LCA also offers a great deal of support for lung cancer patients and families. They have a HelpLine, a “Phone Buddy” program, a “Guides” program for families and caregivers and a “LCA Unite” mobile app for iPhone and Android:  that helps connect patients to one another, offers 24/7 support via live chat and offers local resources, including support groups and treatment centers.

Jennifer C. King, PhD is the Director of Science and Research for the Lung Cancer Alliance. Jennifer is responsible for leading scientific and research initiatives that improve the lives of lung cancer patients and those at risk for lung cancer

I talked with Jennifer about her role at LCA and what her perspectives were on clinical trial awareness and patient participation.

Jennifer explained that LCA is focused on patient support, information and referral services for lung cancer patients and caregivers. Located in Washington DC, they work with policy-makers to help promote awareness and increase survivorship for lung cancer. Jennifer is working on increasing the LCA research portfolio, building an in-house research staff, partnering with other organizations and the LCA Screening Centers of Excellence. Historically, LCA has not funded research directly but has worked extensively with other organizations to that end, including the development of the first ever Lung Cancer Research Program within the Department of Defense.

LCA currently offers patients information on finding clinical trials by working with the Lung Cancer Clinical Trial Matching Service powered by EmergingMed. This service allows patients to work with a Clinical Trial Navigator who creates a list of appropriate trials and then emails or mails them directly to the patient.

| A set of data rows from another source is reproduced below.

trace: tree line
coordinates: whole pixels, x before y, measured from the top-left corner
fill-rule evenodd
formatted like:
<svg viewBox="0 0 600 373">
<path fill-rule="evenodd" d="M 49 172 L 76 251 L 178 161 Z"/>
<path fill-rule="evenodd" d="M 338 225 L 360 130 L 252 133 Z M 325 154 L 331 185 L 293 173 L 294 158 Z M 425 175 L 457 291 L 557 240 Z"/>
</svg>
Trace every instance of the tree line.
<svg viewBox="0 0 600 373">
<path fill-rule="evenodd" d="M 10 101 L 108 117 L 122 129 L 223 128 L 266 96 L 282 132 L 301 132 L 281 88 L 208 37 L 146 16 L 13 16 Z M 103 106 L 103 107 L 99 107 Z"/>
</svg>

LCA also offers information on clinical trials and questions to ask when considering a clinical trial. They also have a brochure, Understanding Lung Cancer Clinical Trials that can be printed or downloaded.

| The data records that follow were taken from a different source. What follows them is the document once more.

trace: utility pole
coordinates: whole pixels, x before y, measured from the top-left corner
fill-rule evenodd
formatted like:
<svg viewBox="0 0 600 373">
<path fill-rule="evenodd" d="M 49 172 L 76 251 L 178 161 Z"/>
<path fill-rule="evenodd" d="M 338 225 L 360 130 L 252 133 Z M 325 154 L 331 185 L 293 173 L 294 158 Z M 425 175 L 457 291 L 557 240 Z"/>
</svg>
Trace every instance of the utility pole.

I asked Jennifer how patients and patient advocacy groups can do their part to help promote awareness about clinical trials and she replied, “Talk about it! Everyone needs to be talking about it and helping to spread the word. Patients need to talk about trials with their medical team early in their treatment discussions. Providers need to offer trials to patients. Patients need to know what questions to ask. Doctors need to have the information to answer patient questions.”

Jennifer emphasized that caregivers are a critical audience. She added, “Caregivers are often the ones going online and doing the research.” These caregivers need support and information also. Patient advocacy groups need to include them actively in the discussion and offer them the information they need.

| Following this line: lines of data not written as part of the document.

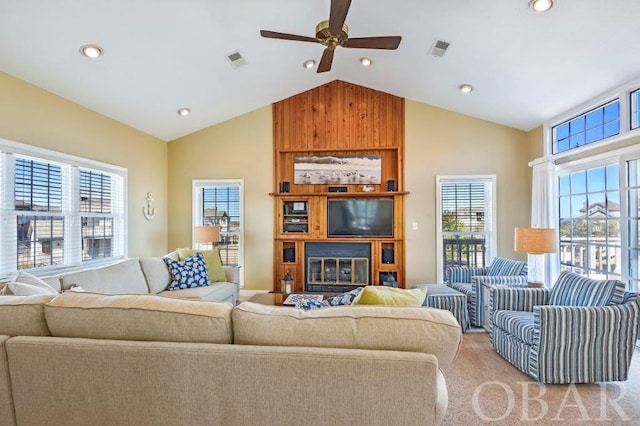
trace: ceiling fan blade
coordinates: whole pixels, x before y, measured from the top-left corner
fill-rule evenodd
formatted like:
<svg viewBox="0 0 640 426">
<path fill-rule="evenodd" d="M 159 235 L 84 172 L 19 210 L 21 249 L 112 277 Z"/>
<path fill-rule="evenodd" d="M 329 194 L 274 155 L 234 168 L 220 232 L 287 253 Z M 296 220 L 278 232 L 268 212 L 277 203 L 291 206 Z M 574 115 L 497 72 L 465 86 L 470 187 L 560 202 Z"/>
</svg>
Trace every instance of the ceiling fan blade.
<svg viewBox="0 0 640 426">
<path fill-rule="evenodd" d="M 395 50 L 401 40 L 401 36 L 348 38 L 342 43 L 342 47 Z"/>
<path fill-rule="evenodd" d="M 338 35 L 342 31 L 349 6 L 351 6 L 351 0 L 331 0 L 331 10 L 329 11 L 329 32 L 331 35 Z"/>
<path fill-rule="evenodd" d="M 328 48 L 324 49 L 322 59 L 320 59 L 320 63 L 318 64 L 317 72 L 321 73 L 331 70 L 331 63 L 333 62 L 333 52 L 335 52 L 335 50 L 331 50 Z"/>
<path fill-rule="evenodd" d="M 281 40 L 308 41 L 311 43 L 319 43 L 315 37 L 307 37 L 295 34 L 277 33 L 275 31 L 260 30 L 260 35 L 266 38 L 278 38 Z"/>
</svg>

I asked Jennifer what information, support or program she thought was the most effective in succeeding in increasing patient awareness in trials. King answered that it was critical to have diverse programs and types of support and information in order to reach different groups of people. “There are many different demographics within the lung cancer patient population. It takes a lot of different programs to reach everyone. So many of our programs interplay with each other and having different ways to reach different audiences is really critical.”

If you are a lung cancer patient or the caregiver, family member or loved one of a lung cancer patient, please visit the Lung Cancer Alliance website. They have a great deal of useful and helpful information available. And please reach out to those in your lung cancer community who are not so tech-savvy and help them, so that they can take advantage of all the resources available. Less tech-savvy patients and caregivers are also encouraged to call LCA’s HelpLine where they can speak to someone directly who can answer questions and provide support.